Where did these fossils come from? They were likely swept off the highest pre-Flood uplands after the lowland environment that contained the dinosaurs was inundated and buried.⁴ This upland zone was where most humans and large mammals likely resided, along with many flowering plants.^4,5 This entire ecological zone was spread on top of the dinosaur-bearing layers as the floodwater began to recede. The carcasses carried in the water were buried in the clays and silts shed from the rising Rocky Mountains in an area that includes the Black Hills. The volcanic ash that’s mixed in came from volcanoes that were actively erupting across the American West at the time.

Badlands National Park is a showcase for the Flood. It provides visible evidence of rapid deposition, catastrophic dewatering, and rapid erosional processes. It also contains a diverse collection of animals swept from the highest pre-Flood hills. Interpreted in this way, a visit to Badlands National Park will build confidence that God’s Word is true. The global Flood was a real, historical event that happened just 4,500 years ago.

References

1. Croyder, L. 1999. Badlands. In America’s Spectacular National Parks. D. Levy and L. B. O’Connor, eds. Los Angeles, CA: Perpetua Press, 34-35.
2. Schieber, J., J. Southard, and K. Thaisen. 2007. Accretion of Mudstone Beds from Migrating Floccule Ripples. Science. 318 (5857): 1760-1763.
3. Feldmann, R. M. 2018. Badlands National Park. In Geology of National Parks, 7th ed. A. G. Harris et al., eds.

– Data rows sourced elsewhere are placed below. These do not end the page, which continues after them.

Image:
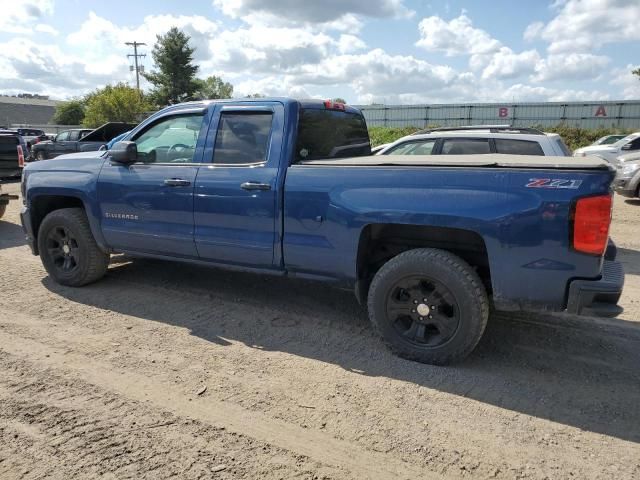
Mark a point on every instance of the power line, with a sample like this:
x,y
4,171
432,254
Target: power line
x,y
135,55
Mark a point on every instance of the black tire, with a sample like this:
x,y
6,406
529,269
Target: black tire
x,y
455,307
81,262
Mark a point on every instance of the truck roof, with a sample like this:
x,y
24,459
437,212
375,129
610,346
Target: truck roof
x,y
482,160
304,103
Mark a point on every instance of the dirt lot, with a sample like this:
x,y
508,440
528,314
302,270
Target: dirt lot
x,y
109,381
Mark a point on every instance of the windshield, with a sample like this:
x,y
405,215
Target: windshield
x,y
626,140
331,134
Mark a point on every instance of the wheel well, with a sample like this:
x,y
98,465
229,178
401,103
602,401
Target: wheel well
x,y
45,204
381,242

Dubuque, IA: Kendall-Hunt Publishing Company, 179-198.
4. Clarey, T. 2020. Carved in Stone: Geological Evidence of the Worldwide Flood. Dallas, TX: Institute for Creation Research.
5. For questions regarding the lack of human fossils in Flood-deposited layers, see pages 348-349 in Carved in Stone or Thomas, B. 2018. Where Are All the Human Fossils? Acts & Facts. 47 (9): 17.

* Dr. Clarey is Research Scientist at the Institute for Creation Research and earned his Ph.D. in geology from Western Michigan University.